Jan 15

It has been some time since we last talked about SNMP trap handling, but there’s been some major developments. Recall we use the perl module SNMP::Trapinfo to process a incoming trap. We think this works really well, but there was a major piece of functionality our customer wanted:


Complex calculation of whether a trap passes a test

And by complex, we mean complex. Here’s an example trap:


dastardly.altinity.net
10.243.196.251
SNMPv2-MIB::sysUpTime.0 119:2:04:40.34
SNMPv2-MIB::snmpTrapOID.0 CERENT-454-MIB::remoteAlarmIndication
CERENT-454-MIB::cerent454NodeTime.0 20060814114937D
CERENT-454-MIB::cerent454AlarmState.9216.remoteAlarmIndication notAlarmedNonServiceAffecting
CERENT-454-MIB::cerent454AlarmObjectType.9216.remoteAlarmIndication ds1
CERENT-454-MIB::cerent454AlarmObjectIndex.9216.remoteAlarmIndication 9216
CERENT-454-MIB::cerent454AlarmSlotNumber.9216.remoteAlarmIndication 2
CERENT-454-MIB::cerent454AlarmPortNumber.9216.remoteAlarmIndication port36
CERENT-454-MIB::cerent454AlarmLineNumber.9216.remoteAlarmIndication 0
CERENT-454-MIB::cerent454AlarmObjectName.9216.remoteAlarmIndication DS1-2-36-7
SNMP-COMMUNITY-MIB::snmpTrapAddress.0 216.243.196.251

Our customer wanted to be able to say: “Give me a critical alert if cerent454AlarmState.9216.remoteAlarmIndication is not ‘cleared’ and the cerent454AlarmSlotNumber is greater than 5″. Well, this was impossible with our previous setup. I still don’t know why it is called Simple Network Management Protocol…

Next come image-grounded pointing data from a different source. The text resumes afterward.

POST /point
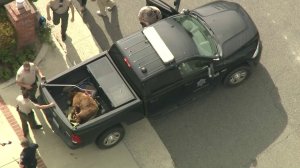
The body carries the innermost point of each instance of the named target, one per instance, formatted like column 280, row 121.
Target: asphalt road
column 228, row 127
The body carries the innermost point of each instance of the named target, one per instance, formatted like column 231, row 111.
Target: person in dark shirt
column 27, row 157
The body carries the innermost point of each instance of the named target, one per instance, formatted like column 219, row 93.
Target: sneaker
column 63, row 37
column 82, row 10
column 100, row 14
column 25, row 134
column 109, row 9
column 38, row 127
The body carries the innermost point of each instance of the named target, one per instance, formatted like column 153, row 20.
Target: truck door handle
column 188, row 84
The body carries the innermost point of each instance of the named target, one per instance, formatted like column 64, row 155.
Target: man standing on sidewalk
column 26, row 78
column 24, row 108
column 105, row 5
column 27, row 157
column 60, row 10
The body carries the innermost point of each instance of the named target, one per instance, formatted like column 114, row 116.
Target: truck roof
column 156, row 48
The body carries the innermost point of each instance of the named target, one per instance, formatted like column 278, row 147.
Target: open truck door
column 166, row 10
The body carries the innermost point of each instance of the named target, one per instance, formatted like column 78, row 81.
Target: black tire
column 237, row 76
column 110, row 137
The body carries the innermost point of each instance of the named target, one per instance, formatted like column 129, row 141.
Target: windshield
column 200, row 35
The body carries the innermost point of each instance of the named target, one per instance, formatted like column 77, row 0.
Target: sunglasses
column 61, row 3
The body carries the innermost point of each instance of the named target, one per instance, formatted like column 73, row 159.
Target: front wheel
column 110, row 137
column 237, row 76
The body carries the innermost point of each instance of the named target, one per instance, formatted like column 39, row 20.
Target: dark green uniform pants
column 27, row 118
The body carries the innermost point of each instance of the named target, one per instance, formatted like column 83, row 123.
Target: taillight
column 75, row 138
column 127, row 62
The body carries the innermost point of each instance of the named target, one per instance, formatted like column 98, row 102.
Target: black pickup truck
column 180, row 55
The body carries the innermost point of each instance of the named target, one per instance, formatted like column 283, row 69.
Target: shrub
column 7, row 38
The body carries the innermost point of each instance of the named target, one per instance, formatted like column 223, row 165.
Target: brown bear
column 83, row 107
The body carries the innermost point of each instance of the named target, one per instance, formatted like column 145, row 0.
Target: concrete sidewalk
column 141, row 147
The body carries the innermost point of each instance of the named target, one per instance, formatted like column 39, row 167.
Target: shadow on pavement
column 96, row 30
column 227, row 128
column 72, row 55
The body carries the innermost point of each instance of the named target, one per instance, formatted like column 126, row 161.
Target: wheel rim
column 112, row 138
column 238, row 77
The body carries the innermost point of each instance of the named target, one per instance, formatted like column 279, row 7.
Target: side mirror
column 185, row 11
column 211, row 70
column 176, row 4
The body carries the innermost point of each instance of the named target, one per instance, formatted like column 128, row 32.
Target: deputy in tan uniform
column 60, row 10
column 24, row 107
column 26, row 78
column 105, row 5
column 149, row 15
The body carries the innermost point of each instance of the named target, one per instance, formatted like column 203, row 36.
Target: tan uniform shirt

We sat down to think about this and then realised we probably need an arbitrary way of calculating an SNMP trap, but the last thing we wanted to do was write a syntax parser. That would involve a whole new language, all the parsing work involved, etc, etc. This would take months of work!

Looking for inspiration, we realised OpenNMS has claimed this type of functionality. We downloaded a copy and tried to install it, but hit loads of pre-requisites. We’re very lazy – we should evaluate other technologies, but if it is too much of a pain to install, then we’ll give up right away!

Undeterred, we went for the next best thing – their documentation! Searching around, we found the section on evaluating traps. It appears that OpenNMS have a table called events, which is a list of all the things that happened. Then there are various filters which evaluate against those events to work out whether something needs to be alerted on. SNMP traps are converted into this event format and dropped into that table.

(As an aside, Nagios holds no such processing logic. All that complicated processing is handled by the plugins. Nagios only cares about the result. This is a feature :) )

It then dawned on us the beauty part of OpenNMS’ design: rules are expressed as SQL statements.

Let me repeat that again: rules are just SQL statements. If the SQL evaluates to 1, then an alert is raised, otherwise ignored. Fantastic! This does away with all the “design your own syntax” work, with a clear, recognised language! No duplication of work!

So the above requirement could be met with a rule in OpenNMS (we think! We haven’t actually tried this!) that says:

(cerent454AlarmState != 'cleared') & (cerent454AlarmSlotNumber > 5)

which equates to a SQL statement like:

SELECT ipaddr
FROM ipinterface
WHERE ipaddr in (SELECT ipaddr FROM ipinterface, node
WHERE cerent454AlarmState != 'cleared'
AND ipinterface.nodeid =node.nodeid)
AND ipaddr in (SELECT ipaddr FROM ipinterface, snmpInterface
WHERE cerent454AlarmSlotNumber > 5
AND ipinterface.ipaddr = snmpInterface.ipaddr);

But we couldn’t do that with SNMP::Trapinfo – no SQL database. Tacking on DBI.pm support would be terrible. But then it hit us – why not use Perl? Most sysadmins know perl syntax and it would allow useful functionality like regular expressions, which are not as powerful in SQL.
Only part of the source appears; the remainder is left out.